Quem conhecer o lugar, certamente que já ouviu falar do Areópago, ou “colina de Ares”, em referência ao deus grego da guerra… mas que não aparece na história anterior! Isso acontece porque, contrariamente ao que pode ser pensado pela versão acima, a trama não terminou quando esta cidade premiou o dom de Atena e tomou o seu nome! Ela continua com o seguinte:

A cidade foi, de facto, disputada por Poseidon e Atena, e a segunda deusa, pela sua oferta da oliveira, ganhou o lugar de figura tutelar. Anos depois, um tal Halirrotio, filho do deus dos mares, foi ao local do famoso confronto e quis cortar a então-famosa oliveira da deusa. Não é muito claro como isto acontece, presume-se a existência de uma qualquer espécie de milagre, mas a espada (ou machado?), com que ele pretendia executar essa acção, de alguma forma escapou-lhe das mãos e acabou por matá-lo.
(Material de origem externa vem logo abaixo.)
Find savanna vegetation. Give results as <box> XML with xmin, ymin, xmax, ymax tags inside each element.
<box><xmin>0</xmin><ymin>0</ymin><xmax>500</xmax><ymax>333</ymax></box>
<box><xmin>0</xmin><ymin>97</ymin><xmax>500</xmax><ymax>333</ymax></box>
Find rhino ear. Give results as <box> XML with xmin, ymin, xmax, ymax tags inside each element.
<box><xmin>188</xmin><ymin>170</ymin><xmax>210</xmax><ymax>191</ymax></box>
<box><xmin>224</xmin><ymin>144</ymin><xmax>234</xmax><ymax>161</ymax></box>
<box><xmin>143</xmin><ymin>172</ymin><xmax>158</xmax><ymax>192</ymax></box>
Isso fez com que Poseidon, posteriormente, acusasse Ares deste crime, e o local em que em que o julgamento do caso tomou lugar ficou, depois, conhecido pelo nome de Areópago. Pelo menos uma fonte sugere que Ares foi isentado de quaisquer culpas.

 

 

Agora, esta breve sequela da famosa história parece levantar mais questões do que aquelas a que nos responde. Como tal, ela pode ser complementada com outra versão do mito de Halirrotio, que diz que ele violou uma filha de Ares, e que foi por essa razão que o deus da guerra o acabou por matar. É por isso provável que tenha existido, numa dada altura, uma versão muito mais completa de toda esta história – como a temos hoje, ela assenta essencialmente em escólios, em breves pedaços de informação provindos daqui e dali, o que torna difícil saber toda a sequência narrativa da história do julgamento de Ares, sendo provável que ela até tenha sido representada em tragédias da sua época.

 

 

Em suma, se o mito do confronto de Poseidon e Atena pela então-futura cidade de Atenas é muito conhecido, parece que ele também teve, em tempos da Grécia Antiga, pelo menos uma espécie de sequela, mais ou menos semelhante à contada acima, que terá envolvido um filho do perdedor da disputa, e Ares, o deus da guerra entre os Gregos. É difícil saber como tudo isso se desenvolveu, mas é difícil de negar que a história teria terminado com um julgamento de Ares na mais famosa colina da cidade.

 

Assim, à história amplamente conhecida da disputa entre Atena e Poseidon, pode mesmo juntar-se este episódio menos conhecido que envolve Halirrotio e Ares. Juntas, essas narrativas mostram como os mitos gregos se entrelaçam e se prolongam, muitas vezes com desfechos bastante inesperados – como um julgamento divino no coração da cidade que escolhera uma importante deusa como a sua protetora…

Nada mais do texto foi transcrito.